Синди или Синтия, в девичестве Форкнер, старлетка из Северной Каролины, была третьей женой Доменико. Наверное, хотела детей.

— Нет, я не знал. Не уверен, должен ли я выражать соболезнования.

— Пришло время, — сказал Доменико, — со многим распрощаться. Я решил покончить с Голливудом. Надоело грести лопатой звуковое дерьмо на звуковую дорожку. Хочу снова писать настоящую музыку. — “Снова”, вероятно, было неуместным.

— Ты же получил Оскара за тот фильм по Достоевскому. Ты же создал одни из лучших музыкальных сопровождений для кино, — удивился я. — Что же ты теперь собираешься делать? Симфонию?

— Нет. Оперу, что ж еще? Милан заполучил этого проклятого Карло. Пришло время Милану заполучить и меня. А ты напишешь либретто.

Я сперва ничего не сказал. Я открыл дверь официанту-латышу, вкатившему столик, уставленный накрытыми блюдами. Я молчал, пока он расставлял блюда на столе и двигал стулья. Я подписал счет и дал официанту два доллара чаевых.

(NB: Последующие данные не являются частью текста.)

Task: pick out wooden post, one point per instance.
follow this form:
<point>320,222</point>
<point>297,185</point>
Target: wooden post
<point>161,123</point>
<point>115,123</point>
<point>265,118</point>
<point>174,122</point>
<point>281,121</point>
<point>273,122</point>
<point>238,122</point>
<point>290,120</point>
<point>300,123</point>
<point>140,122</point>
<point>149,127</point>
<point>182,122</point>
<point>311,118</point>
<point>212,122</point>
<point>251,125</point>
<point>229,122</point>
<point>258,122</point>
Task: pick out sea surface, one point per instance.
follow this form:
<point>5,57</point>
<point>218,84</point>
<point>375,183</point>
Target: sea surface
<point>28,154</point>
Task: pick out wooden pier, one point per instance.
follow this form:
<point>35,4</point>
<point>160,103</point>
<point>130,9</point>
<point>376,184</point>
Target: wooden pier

— Приятного опетиту, женльмены, — сказал он и, шаркая, вышел.

Доменико тут же принялся уплетать за обе щеки. Лысина его даже взмокла от усердия.

— Я уже однажды писал либретто, — ответил я, ковыряя вилкой в тарелке, — и это оказалось пустой тратой моего времени. Ты, как я понимаю, задумал какую-то большую оперу в трех актах. Что-то по-архиепископски величественное.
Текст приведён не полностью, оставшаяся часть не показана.